Ma non c’è bisogno di tracciare una connessione così diretta per intravvedere la relazione tra Flame e il desiderio dell’ITU di ottenere ed esercitare nuovo potere. La Kaspersky Labs, l’impresa russa che continua a pubblicare la maggiore quantità di dettagli circa Flame, possiede una solida reputazione nel mondo della sicurezza elettronica, e non c’è ragione di ritenere che essa agisca in nome dell’interesse nazionale russo. Ciononostante, è impossibile non guardare a Flame – e alle recenti rivelazioni riguardo Stuxnet – senza considerare il retroscena diplomatico.
“Se dovessi dare un consiglio alla Russia, direi di diffondere il più possibile questo genere di storie,” ha detto Eneken Tikk, ex consigliere legale e politico per il Cooperative Cyber Defense Centre della NATO in Estonia. “Mi sembra un’ottima occasione per incrementare la pressione sui colloqui riguardo le minacce informatiche alla pace e alla sicurezza internazionali e radunare una coalizione di potenziali vittime che dicano ‘Gli USA si stanno posizionando nella rete in una posizione aggressiva, abbiamo bisogno di una protezione internazionale che faccia qualcosa’.”

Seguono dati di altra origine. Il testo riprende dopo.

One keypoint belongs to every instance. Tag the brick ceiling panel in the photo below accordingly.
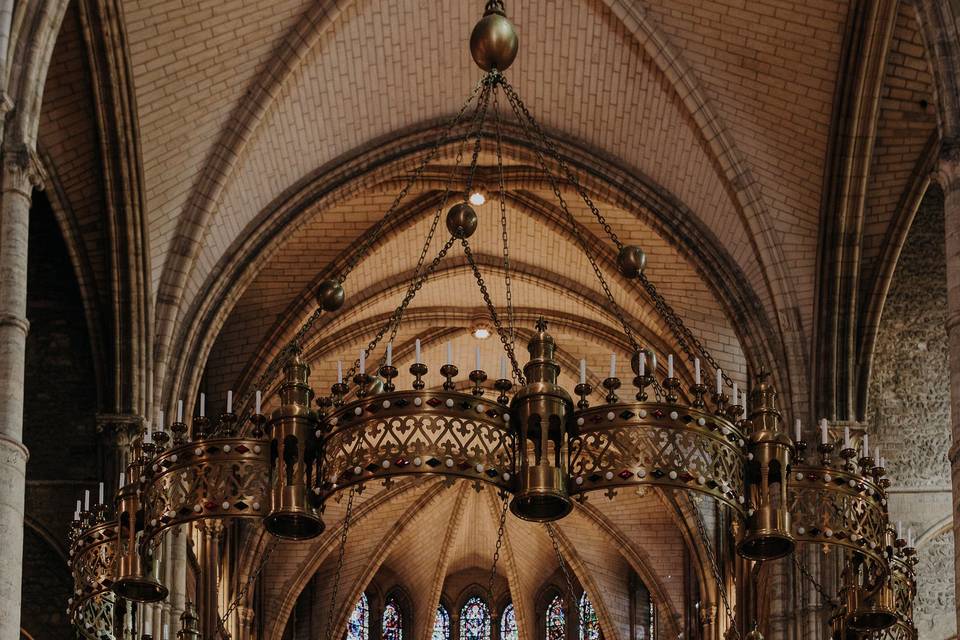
(345, 95)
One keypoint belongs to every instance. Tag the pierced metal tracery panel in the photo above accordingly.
(92, 564)
(415, 432)
(666, 445)
(216, 478)
(832, 506)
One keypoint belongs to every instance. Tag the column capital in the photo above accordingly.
(22, 169)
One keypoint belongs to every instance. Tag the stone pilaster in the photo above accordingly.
(949, 177)
(21, 173)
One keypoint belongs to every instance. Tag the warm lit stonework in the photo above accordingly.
(479, 319)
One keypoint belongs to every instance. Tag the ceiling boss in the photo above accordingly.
(543, 447)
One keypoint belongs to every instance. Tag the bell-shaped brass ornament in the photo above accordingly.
(294, 453)
(541, 416)
(135, 566)
(767, 534)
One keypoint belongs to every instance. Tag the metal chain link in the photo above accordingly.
(505, 499)
(805, 572)
(336, 576)
(715, 568)
(570, 175)
(492, 310)
(393, 322)
(504, 236)
(517, 106)
(563, 567)
(246, 586)
(378, 227)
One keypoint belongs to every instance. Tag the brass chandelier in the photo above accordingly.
(524, 434)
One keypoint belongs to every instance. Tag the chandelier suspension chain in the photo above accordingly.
(249, 582)
(394, 320)
(679, 327)
(574, 226)
(570, 175)
(347, 517)
(805, 572)
(715, 569)
(421, 167)
(501, 197)
(501, 528)
(572, 603)
(492, 310)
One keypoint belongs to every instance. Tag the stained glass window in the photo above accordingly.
(392, 621)
(589, 624)
(441, 624)
(475, 620)
(358, 626)
(556, 622)
(508, 624)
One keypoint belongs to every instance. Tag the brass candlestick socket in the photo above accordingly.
(503, 386)
(801, 451)
(583, 390)
(227, 425)
(720, 403)
(418, 370)
(200, 428)
(179, 430)
(848, 454)
(338, 391)
(477, 377)
(362, 380)
(611, 385)
(449, 371)
(699, 391)
(258, 420)
(389, 372)
(671, 385)
(825, 449)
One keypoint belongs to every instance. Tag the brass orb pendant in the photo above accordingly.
(494, 42)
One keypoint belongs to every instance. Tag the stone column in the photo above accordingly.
(949, 178)
(209, 560)
(21, 173)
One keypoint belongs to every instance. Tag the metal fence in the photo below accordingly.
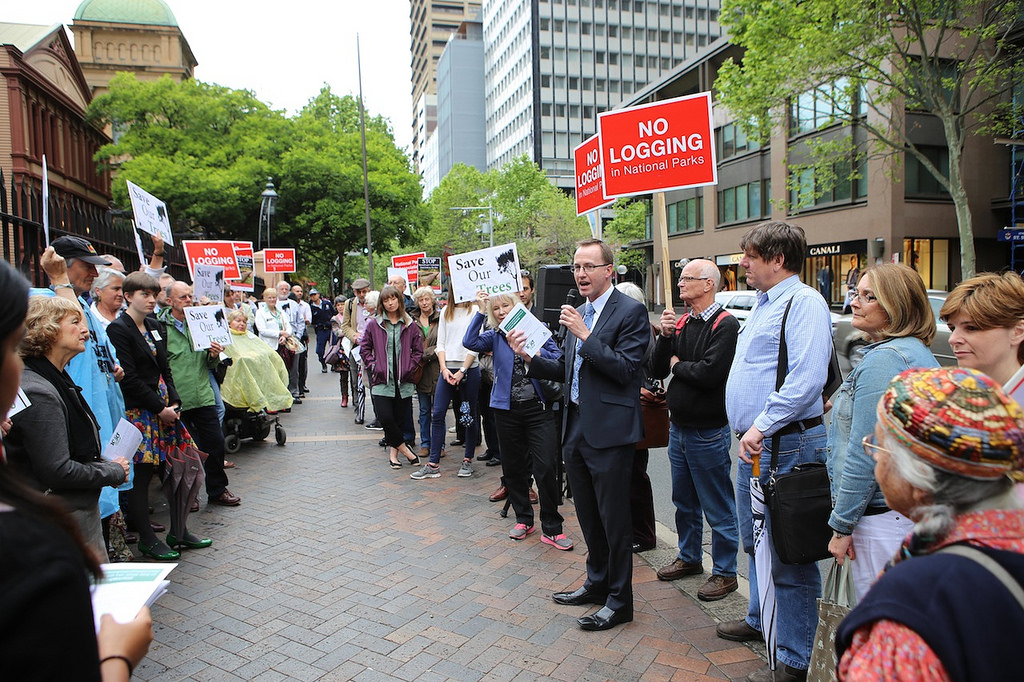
(23, 240)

Se gli USA sono colpevoli di aver provocato un’escalation nella guerra informatica scrivendo i codici che hanno sabotato reti iraniane di prima importanza, non c’è dubbio che altre forze in giro per il mondo cercheranno di sfruttare queste notizie per i loro scopi. Mentre molti analisti si sono concentrati sulla possibilità che Flame spinga altri paesi a contrattaccare gli USA con simili bombe informatiche, la vera minaccia potrebbe essere la giustificazione che si potrebbe trovare per bloccare il libero flusso di informazioni nella Rete.

“È molto preoccupante, da un punto di vista puramente politico. Si può capire perché un gruppo come l’ITU sarebbe incentivato alla diffusione di simili notizie,” dice Rohmeyer. “Suppongo che sia proprio quello che stanno cercando di organizzare. Stanno accumulando argomenti in favore dell’internazionalizzazione. Hanno tutto da guadagnare, mentre l’ordine stabilito, che ha gli USA al centro, ha tutto da perdere.”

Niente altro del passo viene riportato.